A Custom Text Encoding Generator For Silverlight
Unlike the .NET platform, Silverlight only provides two text encodings out of the box: UTF-8 (UTF8Encoding class) and UTF-16 (UnicodeEncoding class).
Accordingly, if you find yourself in a situation where you need to encode or decode data with another encoding (e.g. iso-8859-1), you’ll have to write your own Encoding class (or delegate the work to a server-side service).
I found myself in this exact situation yesterday, and came up with a little tool which automates the process. The Encoding Generator is a WPF application which takes the name or code page of a well known encoding, and generates source code for a custom Encoding class which compiles under Silverlight.
Current version: 1.0.0, 2010.03.31, requires .NET 3.5 SP1 or higher
(You can subscribe to the RSS feed or follow me on Twitter in order to get notified about updates and bug fixes)
How Does It Work?
Specifying the Encoding
In order to specify the encoding you want to use, you can either enter the name or numeric code page of a well-known encoding. As soon as you enter a valid value, some information for the encoding is being displayed in the right hand border you can see on the screenshot.
As a sample for valid encoding names or code pages, here’s some values you can enter in order to tell the tool to generate an iso-8859-1 encoder (see screenshot):
- iso-8859-1 (name)
- latin1 (name)
- 28591 (code page)
- A list of encodings can be found here.
Fallback Character
The tool gives you the option to specify a fallback character value, which is used as a default in case a character or byte value is being processed during encoding/decoding. In case you don’t specify the character, the encoding class will crash at runtime should it receive data that cannot be properly encoded or decoded.

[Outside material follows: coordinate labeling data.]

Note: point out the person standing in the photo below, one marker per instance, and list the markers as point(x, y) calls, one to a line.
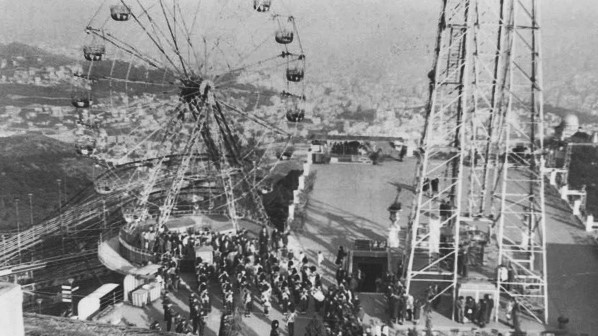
point(489, 307)
point(515, 315)
point(340, 256)
point(196, 318)
point(274, 331)
point(291, 322)
point(248, 302)
point(481, 316)
point(409, 306)
point(340, 275)
point(460, 310)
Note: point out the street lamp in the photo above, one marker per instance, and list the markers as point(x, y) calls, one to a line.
point(394, 229)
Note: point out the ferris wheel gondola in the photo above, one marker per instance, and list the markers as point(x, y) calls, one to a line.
point(182, 82)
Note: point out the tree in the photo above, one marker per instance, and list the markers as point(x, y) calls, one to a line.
point(315, 327)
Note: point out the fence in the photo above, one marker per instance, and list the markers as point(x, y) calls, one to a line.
point(131, 253)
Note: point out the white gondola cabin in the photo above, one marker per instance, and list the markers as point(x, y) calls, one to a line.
point(120, 12)
point(295, 115)
point(295, 74)
point(284, 36)
point(85, 146)
point(94, 52)
point(262, 5)
point(81, 99)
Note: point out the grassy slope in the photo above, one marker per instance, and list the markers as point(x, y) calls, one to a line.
point(32, 163)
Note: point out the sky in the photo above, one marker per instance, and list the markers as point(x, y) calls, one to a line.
point(382, 36)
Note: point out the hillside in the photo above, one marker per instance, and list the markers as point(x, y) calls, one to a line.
point(32, 164)
point(27, 55)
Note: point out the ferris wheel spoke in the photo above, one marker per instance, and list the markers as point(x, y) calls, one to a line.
point(123, 46)
point(173, 36)
point(156, 43)
point(187, 31)
point(253, 118)
point(265, 64)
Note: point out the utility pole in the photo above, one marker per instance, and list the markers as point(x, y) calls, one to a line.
point(18, 228)
point(30, 209)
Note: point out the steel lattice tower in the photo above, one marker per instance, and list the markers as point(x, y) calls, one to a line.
point(482, 141)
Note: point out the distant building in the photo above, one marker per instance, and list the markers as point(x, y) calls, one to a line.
point(568, 126)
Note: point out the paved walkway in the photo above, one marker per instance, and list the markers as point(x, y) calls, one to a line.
point(349, 202)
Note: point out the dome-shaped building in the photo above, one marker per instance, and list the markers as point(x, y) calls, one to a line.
point(568, 126)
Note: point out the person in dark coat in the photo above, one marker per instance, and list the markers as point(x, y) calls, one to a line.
point(460, 309)
point(434, 185)
point(489, 307)
point(274, 331)
point(340, 256)
point(470, 308)
point(196, 317)
point(401, 310)
point(481, 314)
point(417, 308)
point(169, 317)
point(393, 306)
point(341, 274)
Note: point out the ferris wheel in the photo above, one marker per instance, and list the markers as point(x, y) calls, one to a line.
point(189, 95)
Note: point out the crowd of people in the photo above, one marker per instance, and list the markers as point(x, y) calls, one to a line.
point(251, 275)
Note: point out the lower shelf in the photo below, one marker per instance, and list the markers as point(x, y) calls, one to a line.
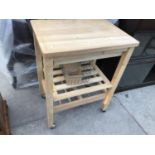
point(92, 88)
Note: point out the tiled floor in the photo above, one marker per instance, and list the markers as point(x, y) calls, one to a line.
point(130, 112)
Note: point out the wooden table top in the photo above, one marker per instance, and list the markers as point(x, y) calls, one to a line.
point(61, 37)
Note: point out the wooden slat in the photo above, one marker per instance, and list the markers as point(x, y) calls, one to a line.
point(86, 74)
point(79, 102)
point(81, 91)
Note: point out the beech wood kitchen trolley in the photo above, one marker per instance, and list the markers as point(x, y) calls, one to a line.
point(59, 42)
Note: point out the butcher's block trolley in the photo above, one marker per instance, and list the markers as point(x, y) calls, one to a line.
point(59, 42)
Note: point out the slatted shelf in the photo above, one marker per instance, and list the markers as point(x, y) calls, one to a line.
point(91, 88)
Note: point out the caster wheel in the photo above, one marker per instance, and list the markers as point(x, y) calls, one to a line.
point(103, 110)
point(53, 126)
point(43, 97)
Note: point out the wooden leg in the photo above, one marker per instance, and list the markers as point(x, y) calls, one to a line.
point(39, 65)
point(48, 72)
point(117, 76)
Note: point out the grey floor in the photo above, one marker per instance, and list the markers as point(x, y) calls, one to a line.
point(130, 112)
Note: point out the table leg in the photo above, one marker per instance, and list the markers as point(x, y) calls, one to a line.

Single-Byte Encoding Limitation
The generated class only works if a single byte can be translated into a single character and vice versa. Accordingly, if you try to generate code for an encoding that uses several bytes per (e.g. utf-8) character, the generator shows an error message.
Byte Range
You need to specify the byte range of the encoding. For example, ASCII supports only 128 characters, and therefore has a byte range of 128 bytes. Most other encodings support a byte range of 256 bytes, though. 256 is the maximum value that can be specified, as a single byte cannot deliver more values (the byte data type covers a numeric range from 0 – 255).
Testing
The generator also creates an NUnit test class that compares the results of the generated class against the original encoding. Accordingly, this test class is supposed to run in a regular .NET environment, not in Silverlight (if the original encoding that is used in the test was available in SL, you wouldn’t have to generate a custom encoding class in the first place…).
Internals
At runtime, the following is happening: Basically, the generator maintains mapping tables to do the encoding and decoding from characters to bytes and vice versa. Fore every request, it just looks up the translation tables for every supported character/byte value of the encoding.
The generator creates these translation tables on the fly in the form of a static array and dictionary.
Performance
The library doesn’t contain any performance tweaks and performs much slower than the built-in encodings that rely on all sorts of black magic. However, as long as you don’t have to encode or decode huge amounts of data, this shouldn’t be noticeable.
Here’s the results from my machine for 10000 iterations:
- Encoding the whole character table to a byte array (256 characters)
- 17 milliseconds with the built-in encoding
- 94 milliseconds with the generated encoding
- Decoding the bytes back into a string
- 2 milliseconds with the built-in encoding
- 46 milliseconds with the custom encoding